Para el Bicentenario

El aire limpio llegó con septiembre. Desde el barrio Estación volvimos a ver la cordillera. Ya en agosto los kioscos de Sanfuentes vendían carretes de hilo curado, varillas de caña, cola y papel para volantines. Las fiestas patrias nos sacaron de la rutina. ¡Había que celebrar! El bicentenario que se acerca invita a recordar quiénes somos los chilenos y a brindar de nuevo.

Sabemos el valor de la patria. ¡Cuánto nos ha costado Chile! Hagamos memoria: la estrella de la bandera nos recuerda nuestra soledad.
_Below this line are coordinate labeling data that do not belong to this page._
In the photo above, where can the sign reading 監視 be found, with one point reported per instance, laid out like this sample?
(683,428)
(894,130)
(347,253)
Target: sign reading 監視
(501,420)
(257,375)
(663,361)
Desde antiguo fueron necesarias inmensas obras de regadío, de minería… Después de cada terremoto, ¡comenzar otra vez! A punta de trabajo hemos descubierto que la sobriedad es una virtud y la ostentación un vicio. Desde que el Estado forjó la nación, el oficio público es un servicio honorable. País de soñadores, de educadores diría Pedro Aguirre Cerda. Cuando se está lejos de la patria echamos de menos todo, incluso un sándwich de pernil en el estadio para una programación doble. Habiendo amado esta tierra con pasión, terminamos por preferir la poesía al lloriqueo estéril y amargo.

La celebración del bicentenario nos remite al pasado, pero nos confronta también con el futuro. Normalmente celebramos la independencia de España. Miradas las cosas más de cerca, no es claro que nos hayamos independizado del todo ni tampoco que debíamos renunciar a su herencia. Nunca nos liberamos de nuestras raíces hispanas y habría sido algo suicida intentarlo. Políticamente llegamos a ser una país aparte, por cierto, pero ni con España ni con otras potencias el corte fue absoluto y, en otros ámbitos, nuestra dependencia externa ha sido siempre muy profunda.

Si hemos de celebrar, además de una independencia política relativa podríamos festejar las múltiples dependencias de nuestra nacionalidad: sobre todo la del pueblo mapuche y de otras etnias nativas, pero también las de los demás países europeos y latinoamericanos, y últimamente de Estados Unidos. ¿Por qué no alegrarse anticipadamente por el influjo asiático? Los orientales nos están ganando por el estómago, reconozcámoslo. Si el país firma un tratado de libre comercio con China, no será raro que Chile termine subsanando el envejecimiento de su población con la raza amarilla.

Dependencia e independencia son dos motivos poderosos que recordar para el   bicentenario. Ambos son valores a medias, porque lamentamos la dependencia cuando se nos impone y nos oprime, y porque la independencia tampoco es buena las veces que nos aísla. No es fácil encontrar el equilibrio justo, y la identidad nacional se ve cada vez más tensionada por la apertura al mundo por la que hemos optado. Esta ha sido la decisión de las últimas décadas más compartida entre los chilenos, y la más importante.  Difícilmente ha podido ser de otro modo. Ya que toda opción tiene su costo, habrá que asumir sus consecuencias.

La apertura económica a los mayores mercados del mundo, nos ha puesto en una situación tal de competencia con los demás países y entre nosotros mismos, que nos exige barajar incesantemente las cartas de la dependencia y de la independencia, con las de la alteridad y de la identidad. Ya lo estamos haciendo, y a una velocidad tan rápida que a menudo perdemos la noción de quiénes somos y de qué nos conviene.  La aceleración general de los cambios nos pide adaptación, flexibilidad, tolerancia mental y, al mismo tiempo, autonomía, claridad de metas y firmeza en los propósitos. Para ganar a los demás o defendernos de ellos, nos vemos obligados paradójicamente a alterar nuestra identidad y a conservarla.

Entonces no nos queda para celebrar más que la sabiduría de nuestro propio mestizaje. No obstante la violencia conque somos forzados a tratados, matrimonios, combinaciones marqueteras de todo tipo, siempre es posible amar la diversidad ajena, las razas y las culturas, y admirar y apropiarse de los materiales que servirán en la gestación de un nuevo pueblo. Somos mezcla y lo seguiremos siendo, ¡viva Chile!